Hoffnungsträger Modi muss liefern

Die Investoren setzen große Hoffnungen in den frisch gekürten Premier und die neue Regierung Indiens. Sie hoffen darauf, dass Modi Reformen ausweitet, um die Inflation zu senken, die Infrastruktur auszubauen und das nachlassende Wachstum wieder in Gang zu bringen, das so langsam dahin kriecht wie schon seit zehn Jahren nicht mehr. Doch seit Modis Wahlsieg sind nun schon einige Wochen verstrichen - genaue politische Maßnahmen hat er indes noch nicht vorgestellt. Ein genauer Plan könnte den Aktienmärkten in Indien die Richtung weisen, sagen Anleger.

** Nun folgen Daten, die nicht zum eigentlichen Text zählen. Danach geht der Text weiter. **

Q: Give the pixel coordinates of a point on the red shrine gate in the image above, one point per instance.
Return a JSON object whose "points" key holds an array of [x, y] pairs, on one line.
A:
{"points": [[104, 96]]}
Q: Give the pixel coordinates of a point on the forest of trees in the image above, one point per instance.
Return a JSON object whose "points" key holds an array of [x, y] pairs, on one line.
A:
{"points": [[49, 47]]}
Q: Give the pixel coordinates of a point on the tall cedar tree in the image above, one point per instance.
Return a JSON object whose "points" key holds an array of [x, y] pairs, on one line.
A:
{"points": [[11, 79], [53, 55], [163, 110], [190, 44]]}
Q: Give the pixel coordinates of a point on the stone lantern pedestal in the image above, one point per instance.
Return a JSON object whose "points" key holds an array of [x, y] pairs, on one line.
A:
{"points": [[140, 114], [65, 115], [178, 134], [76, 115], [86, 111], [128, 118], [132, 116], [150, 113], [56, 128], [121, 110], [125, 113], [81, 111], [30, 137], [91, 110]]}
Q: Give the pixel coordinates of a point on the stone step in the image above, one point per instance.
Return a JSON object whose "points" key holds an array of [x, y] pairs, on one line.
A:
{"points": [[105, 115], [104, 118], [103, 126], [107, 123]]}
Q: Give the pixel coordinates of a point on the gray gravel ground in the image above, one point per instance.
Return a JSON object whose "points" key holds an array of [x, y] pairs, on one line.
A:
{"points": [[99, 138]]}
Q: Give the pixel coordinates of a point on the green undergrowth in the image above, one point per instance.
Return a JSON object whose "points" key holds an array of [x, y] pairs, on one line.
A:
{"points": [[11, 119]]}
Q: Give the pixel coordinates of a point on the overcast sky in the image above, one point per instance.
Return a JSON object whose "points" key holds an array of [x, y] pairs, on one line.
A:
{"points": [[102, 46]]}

"Wir legen eine kleine Pause ein, um einzuschätzen, wie weit es von  hier aus noch nach oben gehen könnte", sagt Mark Vincent, Fondsmanager bei der britischen Standard Life Investments, wo Wertpapiere aufstrebender Märkte über 3,7 Milliarden Euro verwaltet werden. Er habe im vergangenen Herbst indische Aktien gekauft, als deren Kurse sehr niedrig gewesen seien. Jüngst habe er einige wieder abgestoßen, um Gewinne mitzunehmen, berichtet Vincent.

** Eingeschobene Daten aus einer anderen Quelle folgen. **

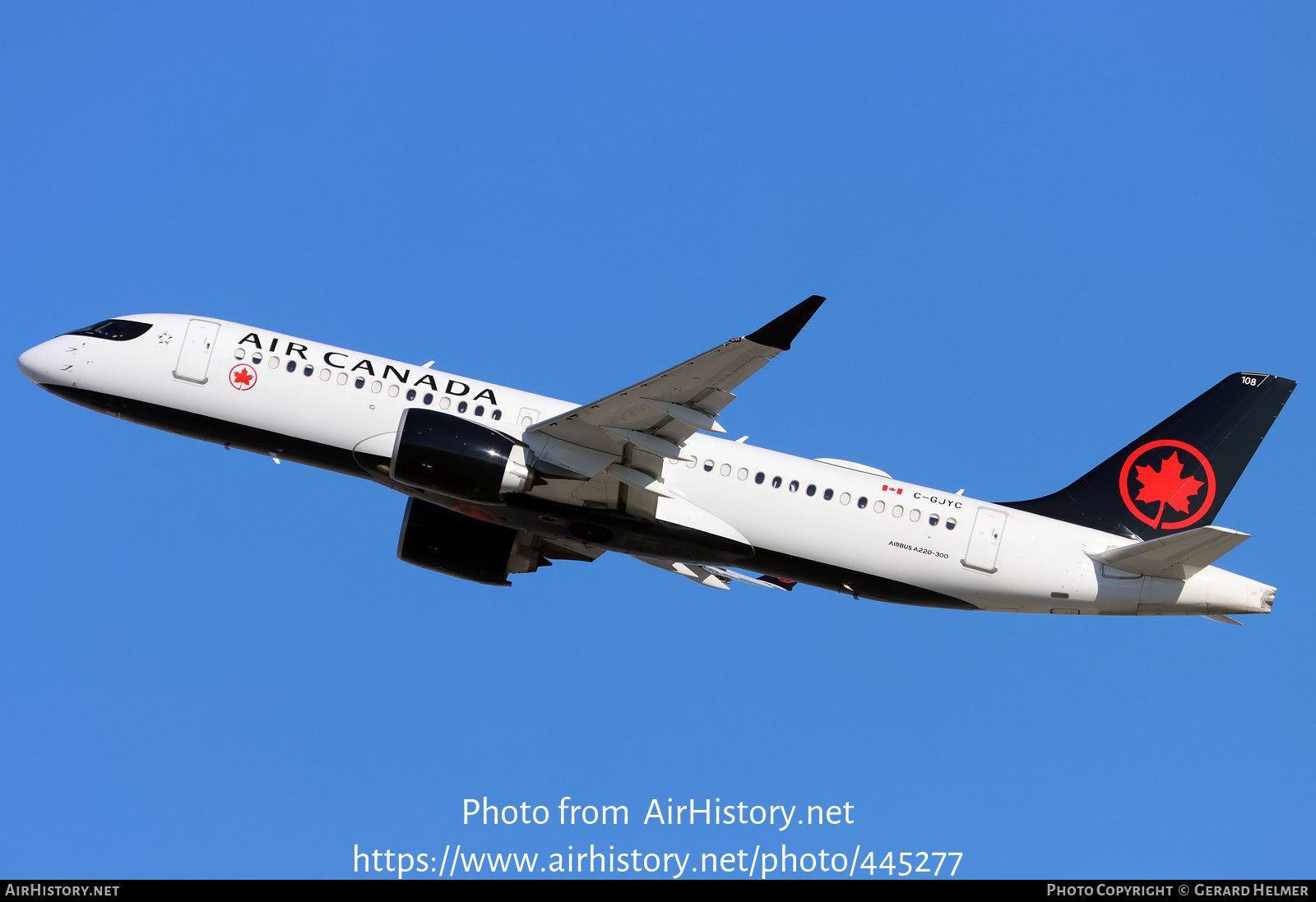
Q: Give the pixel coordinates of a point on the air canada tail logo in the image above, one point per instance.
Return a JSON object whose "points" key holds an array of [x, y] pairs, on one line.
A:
{"points": [[1168, 484]]}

Bevor er sich festlege, welche Sektoren und Einzelaktien kaufenswert seien, möchte er genaueres von der neuen Regierung hören, sagt Vincent. Er erwarte von Modi, dass er etwas gegen den mangelnden Kohlenachschub unternehme, der die indischen Energieversorger in Mitleidenschaft ziehe und zu Stromausfällen führe. Außerdem würde er gern wissen, wie die neue Regierungsmannschaft die Staatsunternehmen auf Trab bringen wolle. Was die geplanten Maßnahmen angehe, "muss das jetzt ein bisschen detaillierter werden", sagt der Fondsmanager.

Verlierer holen auf

Beim jüngsten Börsenaufschwung haben sich besonders die Papiere  hervorgetan, die in den vorhergehenden Jahren zu den größten Verlierern gezählt hatten. Ihre Kurse waren kräftig in die Knie gegangen, weil die Anleger einen weiten Bogen um Titel von Unternehmen geschlagen hatten, die unter einer hohen Schuldenlast und nachlassendem Wachstum ächzten.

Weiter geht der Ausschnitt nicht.